Jonah Goldberg has done some great political writing. I think some of his pieces on Lord Acton's "power corrupts" is probably one of the most significant of things he's written because people tend to take the wrong lessons from it than what Lord Acton intended (seeing that as a universal rather than the way people try to play favorites when it comes to political and historical figures and how they are judged).
Might vs. Right | National Review
THE REAL LORD ACTON
In 1887, in a letter to Bishop Mandell Creighton, John Emerich Edward Dalberg Acton — a.k.a. Lord Acton — wrote, “Power tends to corrupt, and absolute power corrupts absolutely. Great men are almost always bad men.”
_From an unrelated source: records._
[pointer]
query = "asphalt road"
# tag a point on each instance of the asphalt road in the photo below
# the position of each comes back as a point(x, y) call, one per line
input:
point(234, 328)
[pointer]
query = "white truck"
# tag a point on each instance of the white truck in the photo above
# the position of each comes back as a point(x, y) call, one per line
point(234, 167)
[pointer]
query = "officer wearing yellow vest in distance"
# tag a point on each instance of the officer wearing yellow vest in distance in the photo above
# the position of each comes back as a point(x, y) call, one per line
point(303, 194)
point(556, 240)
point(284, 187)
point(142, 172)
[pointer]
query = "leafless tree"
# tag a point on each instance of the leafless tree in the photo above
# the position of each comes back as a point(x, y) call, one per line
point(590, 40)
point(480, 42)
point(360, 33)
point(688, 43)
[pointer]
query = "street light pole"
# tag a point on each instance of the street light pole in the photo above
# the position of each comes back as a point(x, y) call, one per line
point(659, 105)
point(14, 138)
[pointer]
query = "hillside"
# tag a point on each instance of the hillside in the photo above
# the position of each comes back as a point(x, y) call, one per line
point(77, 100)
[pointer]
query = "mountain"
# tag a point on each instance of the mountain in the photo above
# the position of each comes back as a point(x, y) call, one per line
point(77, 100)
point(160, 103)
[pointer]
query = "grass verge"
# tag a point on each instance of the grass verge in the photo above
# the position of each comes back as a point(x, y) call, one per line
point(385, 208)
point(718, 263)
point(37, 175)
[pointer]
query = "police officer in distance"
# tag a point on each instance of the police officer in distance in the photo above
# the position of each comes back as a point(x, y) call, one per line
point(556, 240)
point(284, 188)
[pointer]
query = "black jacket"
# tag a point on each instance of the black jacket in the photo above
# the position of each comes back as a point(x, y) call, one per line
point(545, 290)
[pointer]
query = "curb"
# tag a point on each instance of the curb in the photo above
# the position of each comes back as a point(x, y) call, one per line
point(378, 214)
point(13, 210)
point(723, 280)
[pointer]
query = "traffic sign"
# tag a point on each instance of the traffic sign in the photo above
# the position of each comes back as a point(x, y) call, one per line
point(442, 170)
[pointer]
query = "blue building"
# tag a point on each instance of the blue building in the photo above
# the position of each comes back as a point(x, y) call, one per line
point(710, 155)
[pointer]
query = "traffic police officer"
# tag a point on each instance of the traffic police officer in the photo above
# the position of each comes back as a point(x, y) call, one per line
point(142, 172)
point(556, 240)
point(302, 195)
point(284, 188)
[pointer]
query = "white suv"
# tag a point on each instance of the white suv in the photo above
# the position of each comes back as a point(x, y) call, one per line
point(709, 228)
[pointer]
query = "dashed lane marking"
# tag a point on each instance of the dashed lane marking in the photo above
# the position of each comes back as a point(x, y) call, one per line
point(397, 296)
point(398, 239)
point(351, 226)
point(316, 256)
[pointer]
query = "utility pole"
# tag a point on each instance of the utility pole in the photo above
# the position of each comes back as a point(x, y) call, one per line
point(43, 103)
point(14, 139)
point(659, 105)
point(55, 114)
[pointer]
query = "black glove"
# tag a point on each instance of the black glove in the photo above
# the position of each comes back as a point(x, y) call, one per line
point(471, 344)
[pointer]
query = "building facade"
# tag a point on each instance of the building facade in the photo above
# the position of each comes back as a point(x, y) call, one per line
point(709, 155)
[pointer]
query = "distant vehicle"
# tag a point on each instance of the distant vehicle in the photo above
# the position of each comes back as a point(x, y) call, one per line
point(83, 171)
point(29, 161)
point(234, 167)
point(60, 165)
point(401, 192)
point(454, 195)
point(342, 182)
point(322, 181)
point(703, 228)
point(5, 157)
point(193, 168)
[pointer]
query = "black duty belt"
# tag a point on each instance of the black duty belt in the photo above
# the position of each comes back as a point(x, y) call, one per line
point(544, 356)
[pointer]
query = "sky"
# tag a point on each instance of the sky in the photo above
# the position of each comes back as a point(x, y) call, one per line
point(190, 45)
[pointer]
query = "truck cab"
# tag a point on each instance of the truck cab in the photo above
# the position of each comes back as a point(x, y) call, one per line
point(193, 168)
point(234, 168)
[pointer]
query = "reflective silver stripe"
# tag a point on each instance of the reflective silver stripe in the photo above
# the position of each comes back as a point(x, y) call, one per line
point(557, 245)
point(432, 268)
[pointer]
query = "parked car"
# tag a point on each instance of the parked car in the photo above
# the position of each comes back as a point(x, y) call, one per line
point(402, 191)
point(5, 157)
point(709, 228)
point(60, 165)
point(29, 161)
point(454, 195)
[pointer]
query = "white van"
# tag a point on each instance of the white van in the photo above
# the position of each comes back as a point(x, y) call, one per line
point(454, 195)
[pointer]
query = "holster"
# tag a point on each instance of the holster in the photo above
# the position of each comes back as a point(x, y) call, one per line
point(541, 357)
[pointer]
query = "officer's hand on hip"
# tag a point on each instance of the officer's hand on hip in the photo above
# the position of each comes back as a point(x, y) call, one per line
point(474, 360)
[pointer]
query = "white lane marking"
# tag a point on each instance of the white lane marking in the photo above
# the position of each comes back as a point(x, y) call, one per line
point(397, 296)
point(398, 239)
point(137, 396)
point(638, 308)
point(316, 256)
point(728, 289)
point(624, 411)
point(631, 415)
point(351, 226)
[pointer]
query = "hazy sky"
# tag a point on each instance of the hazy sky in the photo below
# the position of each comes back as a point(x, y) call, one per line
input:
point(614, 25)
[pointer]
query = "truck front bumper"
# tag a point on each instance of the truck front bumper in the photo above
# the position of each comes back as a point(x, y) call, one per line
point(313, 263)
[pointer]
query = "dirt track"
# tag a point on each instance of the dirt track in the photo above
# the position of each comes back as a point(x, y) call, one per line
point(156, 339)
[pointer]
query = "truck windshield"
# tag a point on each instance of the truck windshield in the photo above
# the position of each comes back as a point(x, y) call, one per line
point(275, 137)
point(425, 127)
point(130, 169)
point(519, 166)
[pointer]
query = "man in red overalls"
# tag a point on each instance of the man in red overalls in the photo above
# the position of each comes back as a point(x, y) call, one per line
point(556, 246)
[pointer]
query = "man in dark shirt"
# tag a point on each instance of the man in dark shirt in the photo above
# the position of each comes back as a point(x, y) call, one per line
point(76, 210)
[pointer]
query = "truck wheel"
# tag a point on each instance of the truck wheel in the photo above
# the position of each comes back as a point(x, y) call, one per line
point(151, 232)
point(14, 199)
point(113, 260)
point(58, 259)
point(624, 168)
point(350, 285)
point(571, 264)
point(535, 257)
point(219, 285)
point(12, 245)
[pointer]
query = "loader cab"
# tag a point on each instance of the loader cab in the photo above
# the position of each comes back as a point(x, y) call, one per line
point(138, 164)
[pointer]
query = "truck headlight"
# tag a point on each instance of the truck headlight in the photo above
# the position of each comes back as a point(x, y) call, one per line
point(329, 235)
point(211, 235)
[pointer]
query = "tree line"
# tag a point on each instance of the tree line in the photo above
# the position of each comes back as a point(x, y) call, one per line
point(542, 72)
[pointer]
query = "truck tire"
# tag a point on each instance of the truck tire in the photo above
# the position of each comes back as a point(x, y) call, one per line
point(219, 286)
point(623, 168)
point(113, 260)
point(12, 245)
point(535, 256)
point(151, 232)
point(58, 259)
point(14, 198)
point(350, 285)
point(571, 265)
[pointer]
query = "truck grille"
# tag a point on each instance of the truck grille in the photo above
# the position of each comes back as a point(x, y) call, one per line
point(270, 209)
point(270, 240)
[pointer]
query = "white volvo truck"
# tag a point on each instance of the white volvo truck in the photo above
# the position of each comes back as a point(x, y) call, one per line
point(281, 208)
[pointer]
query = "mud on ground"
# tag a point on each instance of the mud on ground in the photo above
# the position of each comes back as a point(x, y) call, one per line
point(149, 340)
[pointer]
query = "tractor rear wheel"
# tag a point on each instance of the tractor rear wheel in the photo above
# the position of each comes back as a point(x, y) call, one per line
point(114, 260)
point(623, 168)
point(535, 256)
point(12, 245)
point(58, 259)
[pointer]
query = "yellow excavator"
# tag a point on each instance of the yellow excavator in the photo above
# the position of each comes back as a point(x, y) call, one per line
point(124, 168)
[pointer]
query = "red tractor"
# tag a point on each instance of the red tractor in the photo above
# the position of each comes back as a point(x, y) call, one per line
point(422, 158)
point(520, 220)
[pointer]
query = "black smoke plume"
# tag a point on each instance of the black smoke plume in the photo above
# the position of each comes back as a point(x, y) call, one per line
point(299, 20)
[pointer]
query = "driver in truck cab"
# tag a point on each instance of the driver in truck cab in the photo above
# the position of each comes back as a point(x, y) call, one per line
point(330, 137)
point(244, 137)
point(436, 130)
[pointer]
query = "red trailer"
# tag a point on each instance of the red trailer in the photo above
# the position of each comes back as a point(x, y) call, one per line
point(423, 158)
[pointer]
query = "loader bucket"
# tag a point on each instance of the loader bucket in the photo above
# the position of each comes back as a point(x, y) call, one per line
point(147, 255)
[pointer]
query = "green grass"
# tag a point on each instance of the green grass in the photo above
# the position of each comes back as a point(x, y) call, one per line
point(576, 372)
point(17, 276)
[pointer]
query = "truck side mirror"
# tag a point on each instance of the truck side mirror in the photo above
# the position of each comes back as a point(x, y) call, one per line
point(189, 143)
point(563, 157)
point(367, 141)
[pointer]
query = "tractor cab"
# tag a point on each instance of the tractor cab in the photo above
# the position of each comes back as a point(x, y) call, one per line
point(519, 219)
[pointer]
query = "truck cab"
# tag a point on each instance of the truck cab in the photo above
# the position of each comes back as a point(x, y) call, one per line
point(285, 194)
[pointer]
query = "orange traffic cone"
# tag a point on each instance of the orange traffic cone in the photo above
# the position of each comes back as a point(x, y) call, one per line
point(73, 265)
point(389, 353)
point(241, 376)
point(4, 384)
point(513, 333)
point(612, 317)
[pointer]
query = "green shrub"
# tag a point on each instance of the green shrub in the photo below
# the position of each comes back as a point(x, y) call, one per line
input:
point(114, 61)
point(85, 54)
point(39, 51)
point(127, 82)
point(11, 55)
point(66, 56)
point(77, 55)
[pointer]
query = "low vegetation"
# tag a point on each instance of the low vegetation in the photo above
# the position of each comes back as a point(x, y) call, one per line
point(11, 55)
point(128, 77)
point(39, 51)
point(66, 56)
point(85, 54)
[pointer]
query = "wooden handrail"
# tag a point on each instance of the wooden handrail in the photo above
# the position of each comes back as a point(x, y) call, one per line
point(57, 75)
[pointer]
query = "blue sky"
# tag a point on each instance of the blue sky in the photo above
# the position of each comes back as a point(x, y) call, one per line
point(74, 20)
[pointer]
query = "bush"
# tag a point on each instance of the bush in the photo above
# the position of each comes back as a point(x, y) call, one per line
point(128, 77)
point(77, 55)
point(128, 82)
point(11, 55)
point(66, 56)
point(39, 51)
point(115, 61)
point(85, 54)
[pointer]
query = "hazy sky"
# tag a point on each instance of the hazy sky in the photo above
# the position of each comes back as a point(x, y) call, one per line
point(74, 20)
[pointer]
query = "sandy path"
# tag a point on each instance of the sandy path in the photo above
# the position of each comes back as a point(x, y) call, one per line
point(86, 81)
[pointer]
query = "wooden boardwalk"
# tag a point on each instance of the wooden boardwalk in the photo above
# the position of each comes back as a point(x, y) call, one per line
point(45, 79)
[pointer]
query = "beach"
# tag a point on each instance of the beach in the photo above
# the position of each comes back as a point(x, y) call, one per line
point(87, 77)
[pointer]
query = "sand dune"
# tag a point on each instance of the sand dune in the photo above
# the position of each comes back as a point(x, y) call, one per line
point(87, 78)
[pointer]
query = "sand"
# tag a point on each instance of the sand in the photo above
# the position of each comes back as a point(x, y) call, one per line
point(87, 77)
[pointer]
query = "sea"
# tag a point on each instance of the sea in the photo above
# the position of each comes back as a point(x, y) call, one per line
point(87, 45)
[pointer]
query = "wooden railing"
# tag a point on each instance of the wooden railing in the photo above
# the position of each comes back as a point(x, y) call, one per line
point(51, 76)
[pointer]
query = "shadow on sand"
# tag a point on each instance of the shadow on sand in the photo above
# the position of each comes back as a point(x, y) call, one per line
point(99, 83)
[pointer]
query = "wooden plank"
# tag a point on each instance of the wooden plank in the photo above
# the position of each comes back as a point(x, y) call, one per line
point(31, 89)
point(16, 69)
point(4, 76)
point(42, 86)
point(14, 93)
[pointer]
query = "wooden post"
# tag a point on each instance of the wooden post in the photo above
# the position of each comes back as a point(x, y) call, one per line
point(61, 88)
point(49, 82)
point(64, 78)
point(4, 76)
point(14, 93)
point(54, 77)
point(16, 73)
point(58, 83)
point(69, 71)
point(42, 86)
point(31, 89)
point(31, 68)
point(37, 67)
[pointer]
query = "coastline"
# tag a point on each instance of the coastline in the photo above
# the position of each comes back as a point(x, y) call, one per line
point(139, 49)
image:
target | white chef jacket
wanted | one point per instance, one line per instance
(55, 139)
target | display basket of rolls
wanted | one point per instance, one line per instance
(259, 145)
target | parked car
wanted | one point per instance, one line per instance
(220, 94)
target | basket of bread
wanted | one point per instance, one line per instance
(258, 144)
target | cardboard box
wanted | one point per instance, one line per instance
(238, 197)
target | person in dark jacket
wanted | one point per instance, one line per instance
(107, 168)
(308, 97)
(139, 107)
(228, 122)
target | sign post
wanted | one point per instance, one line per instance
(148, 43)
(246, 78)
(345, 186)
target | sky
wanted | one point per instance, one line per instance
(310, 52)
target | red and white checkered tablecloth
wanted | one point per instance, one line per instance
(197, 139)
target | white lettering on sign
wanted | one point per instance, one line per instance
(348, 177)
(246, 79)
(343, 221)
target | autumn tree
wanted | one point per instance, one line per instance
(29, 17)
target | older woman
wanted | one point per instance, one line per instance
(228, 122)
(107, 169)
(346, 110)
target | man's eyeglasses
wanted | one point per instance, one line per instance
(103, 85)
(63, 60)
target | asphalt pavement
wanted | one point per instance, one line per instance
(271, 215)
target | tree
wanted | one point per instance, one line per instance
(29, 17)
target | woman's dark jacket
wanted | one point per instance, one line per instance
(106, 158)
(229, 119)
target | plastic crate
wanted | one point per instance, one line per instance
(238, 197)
Of all the truisms to be found in
Bartlett’s Familiar Quotations, this one may be the most revered as sheer genius on college campuses, op-ed pages, and idiot-radio. Alas, it is usually aimed at rich, white, conservative men and few others, but that certainly doesn’t diminish the passion or frequency with which it is invoked. And, as is so often the case with people who replace thinking with clichés, the people who use it are invariably wrong.
Acton was actually referring to a tendency among historians to let their judgment of Great Men be clouded in the light of their accomplishments. Acton believed historians should make moral judgments about the men they study. The “power corrupts” line first appeared in a letter responding to a request for Acton to review a history of the Popes by Creighton. Acton didn’t like Creighton’s refusal to judge harshly the Reformation-era popes (a.k.a. “the bad popes”). Acton wrote:
I cannot accept your canon that we are to judge Pope and King unlike other men, with a favorable presumption that they did no wrong. If there is any presumption it is the other way against holder of power, increasing as the power increases. Historic responsibility has to make up for the want of legal responsibility. Power tends to corrupt and absolute power corrupts absolutely. There is no worse heresy than that the office sanctifies the holder of it. The inflexible integrity of the moral code is, to me, the secret of the authority, the dignity, the utility of history. If we may debase the currency for the sake of genius, or success, or rank, or reputation, we may debase it for the sake of a man’s influence, of his religion, of his party, of the good cause which prospers by his credit and suffers by his disgrace. Then history ceases to be a science, an arbiter of controversy, a guide of the wanderer, the upholder of that moral standard which the powers of earth, and religion itself, tend constantly to depress.